Cornelison’s adaptation has some clunky elements; Phillip’s mother’s views are so lightly touched upon that Phillip’s first racist outburst comes as a shock, and Taylor’s deftly made point about a kid who thinks war is cool—until he experiences its reality—is excised completely. But Delheimer’s gorgeous, challenging production smooths over the wrinkles. Two dancers, Meghan Brown and Allisa-Zee Hartmann, serve as koken (the “invisible” prop handlers native to Japanese theater), their movements providing everything from flying fish to a hurricane. The effects should dazzle third- to sixth-graders (around the lead character’s age); the storytelling is sophisticated enough for parents to enjoy, too. Even couched in a survival story, Taylor’s message comes through loud and clear, and it’s one worth talking about on the ride home.
The Cay: Review
by Tom Williams, Chicagocritic.com
January 30, 2008
Adventure Stage Chicago at Vittum Theatre offers a fine lesson in survival, tolerance and friendship that finds an elder West Indies Black man teaching a young precocious white 12 year old boy how to live with a handicap: blindness.
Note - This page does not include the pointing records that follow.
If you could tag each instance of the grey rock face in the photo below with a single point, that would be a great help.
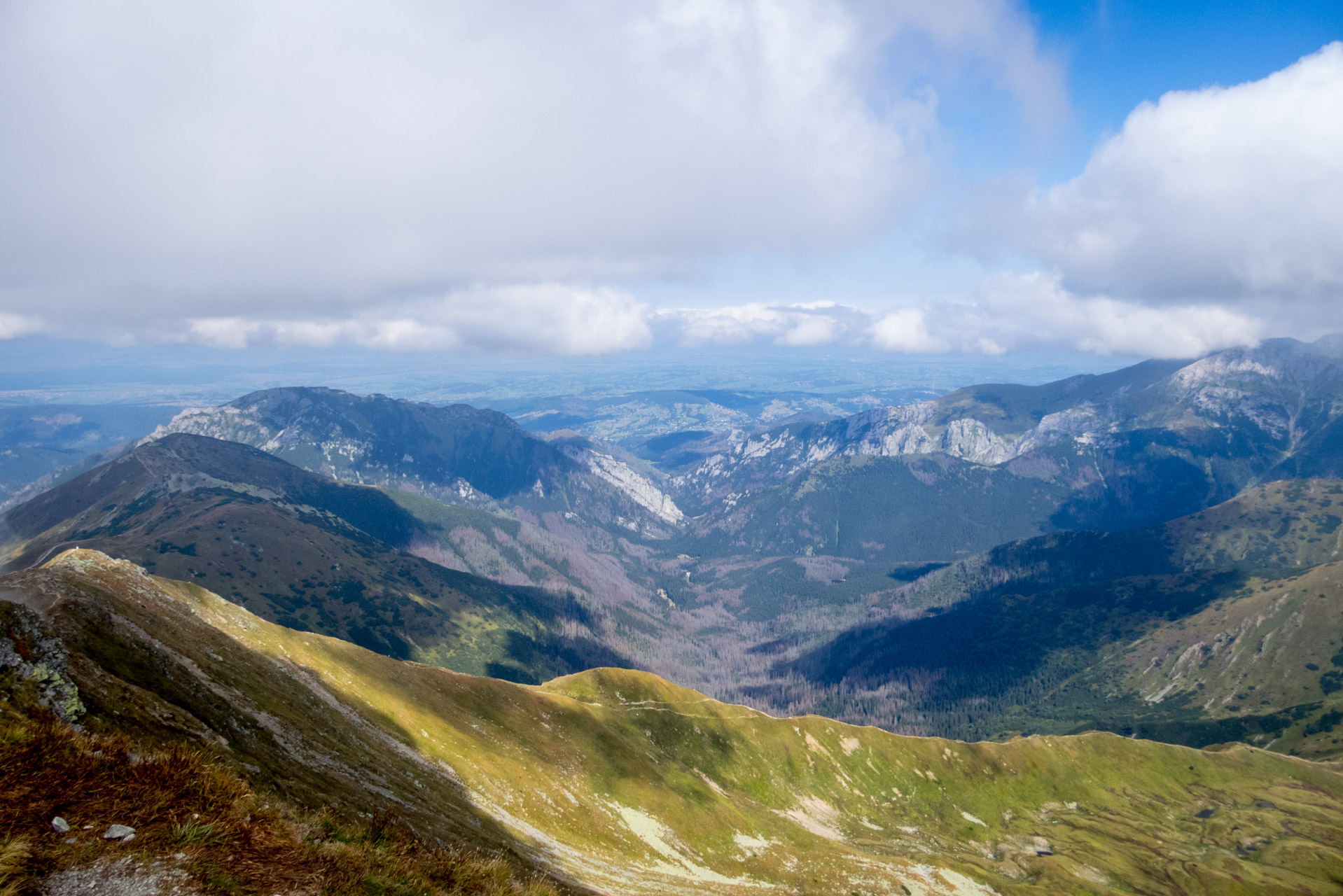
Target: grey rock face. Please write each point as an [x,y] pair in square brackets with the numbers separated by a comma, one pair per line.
[32,664]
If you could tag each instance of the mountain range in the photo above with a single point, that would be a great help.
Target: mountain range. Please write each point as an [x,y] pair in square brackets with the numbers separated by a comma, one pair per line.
[615,780]
[1094,586]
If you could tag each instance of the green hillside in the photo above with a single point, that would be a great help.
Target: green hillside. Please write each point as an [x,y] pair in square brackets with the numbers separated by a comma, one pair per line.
[1169,631]
[625,783]
[304,551]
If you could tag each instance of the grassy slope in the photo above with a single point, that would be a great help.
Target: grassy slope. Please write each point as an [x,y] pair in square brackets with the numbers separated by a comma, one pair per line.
[1060,631]
[633,785]
[307,552]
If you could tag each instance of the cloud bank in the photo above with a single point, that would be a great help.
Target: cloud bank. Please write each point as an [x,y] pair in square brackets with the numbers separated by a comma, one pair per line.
[1010,312]
[253,150]
[1225,194]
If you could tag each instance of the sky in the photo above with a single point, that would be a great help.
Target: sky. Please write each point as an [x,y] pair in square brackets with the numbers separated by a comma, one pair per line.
[613,179]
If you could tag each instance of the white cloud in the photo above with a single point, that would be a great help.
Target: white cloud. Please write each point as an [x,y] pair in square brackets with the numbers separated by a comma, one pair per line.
[1225,194]
[905,331]
[551,318]
[16,326]
[1036,311]
[1010,312]
[314,164]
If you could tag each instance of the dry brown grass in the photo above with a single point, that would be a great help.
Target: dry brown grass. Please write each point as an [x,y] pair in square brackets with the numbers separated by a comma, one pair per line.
[234,841]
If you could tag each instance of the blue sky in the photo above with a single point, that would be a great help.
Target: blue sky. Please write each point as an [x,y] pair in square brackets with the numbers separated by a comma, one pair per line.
[1119,54]
[604,178]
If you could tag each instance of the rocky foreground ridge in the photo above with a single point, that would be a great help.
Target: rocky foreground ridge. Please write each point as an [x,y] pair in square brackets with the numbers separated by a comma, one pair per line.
[620,782]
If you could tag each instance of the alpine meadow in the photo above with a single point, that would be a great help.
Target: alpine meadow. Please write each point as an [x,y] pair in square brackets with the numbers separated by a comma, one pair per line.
[802,448]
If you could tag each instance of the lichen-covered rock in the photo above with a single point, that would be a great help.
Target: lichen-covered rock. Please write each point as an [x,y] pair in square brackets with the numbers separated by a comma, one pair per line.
[34,665]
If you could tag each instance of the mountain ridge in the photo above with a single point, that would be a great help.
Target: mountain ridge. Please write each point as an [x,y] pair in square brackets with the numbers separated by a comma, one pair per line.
[621,782]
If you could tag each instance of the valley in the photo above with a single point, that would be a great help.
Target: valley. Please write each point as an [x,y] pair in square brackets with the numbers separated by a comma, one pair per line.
[1079,637]
[622,782]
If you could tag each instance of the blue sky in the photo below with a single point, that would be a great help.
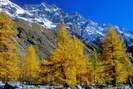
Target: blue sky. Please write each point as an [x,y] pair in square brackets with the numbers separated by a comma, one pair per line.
[117,12]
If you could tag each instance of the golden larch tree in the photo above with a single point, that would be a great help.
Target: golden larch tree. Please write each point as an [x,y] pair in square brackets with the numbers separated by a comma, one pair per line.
[68,63]
[97,67]
[30,67]
[8,50]
[115,55]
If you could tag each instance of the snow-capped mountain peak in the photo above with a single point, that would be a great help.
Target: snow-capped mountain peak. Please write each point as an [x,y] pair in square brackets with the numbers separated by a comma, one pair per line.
[16,11]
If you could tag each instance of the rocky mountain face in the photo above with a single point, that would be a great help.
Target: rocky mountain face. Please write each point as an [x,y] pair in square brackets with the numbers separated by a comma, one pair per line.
[40,22]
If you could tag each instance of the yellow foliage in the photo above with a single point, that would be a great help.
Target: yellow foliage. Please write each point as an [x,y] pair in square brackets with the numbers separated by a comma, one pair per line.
[68,63]
[115,56]
[8,50]
[30,68]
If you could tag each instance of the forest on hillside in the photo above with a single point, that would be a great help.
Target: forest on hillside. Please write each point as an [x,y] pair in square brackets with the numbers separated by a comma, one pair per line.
[71,62]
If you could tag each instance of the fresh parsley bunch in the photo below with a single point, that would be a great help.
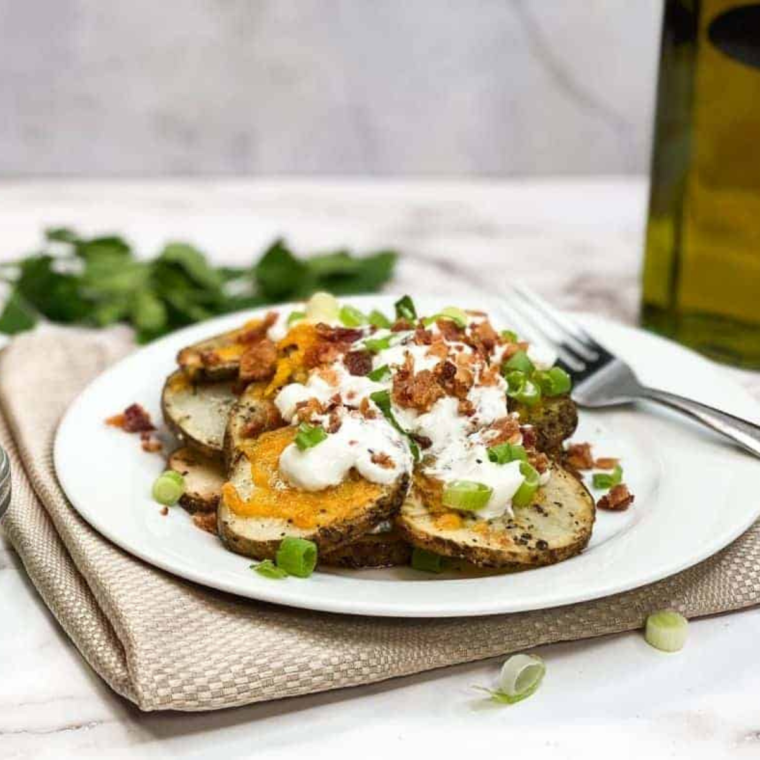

Zach Laliberte (Phillip), the teen and Eugene Parker (Timothy) plays the 70 year old black Islander. Both have a fine stage chemistry that the children in the audience can easily relate. Set in 1942 in the West Indies during World War II when Nazi submarines were attacking ships headed to England, Phillip and his mother travel by ship from the Dutch West Indies back to Miami. Phillip ends up on a raft with Timothy in the Atlantic Ocean.
Timothy starts Phillip’s survival lessons by rationing their fresh water supply as the two (with a cat) drift with the ocean current. They landed on an isolated cay surrounded by coral and sharks. Phillip’s head injury rendered him blind during his months with Timothy. We witness Phillip’s initial racism that comes from his parents who were raised in Virginia. The boy eventually bonds with the even tempered senior whose survival skills allow the ship wrecked folks to live on a desolate cay.
I liked this morality play as it effectively teaches children lessons in survival, friendship and tolerance. It is a tribute to the human spirit as we see Phillip overcome his blindness. He eventually helps the ailing Timothy survive and the two outlast a hurricane. Meghan Brown and Allisa-Zee Hartmann are the swift dancers and kokens that underscore the story on Courtney O’Neill’s set with Mikhail Fiksel’s sound and original music.
The kids in the audience were totally enamored with the action. Adventure Stage Chicago has mounted another worthy children’s production.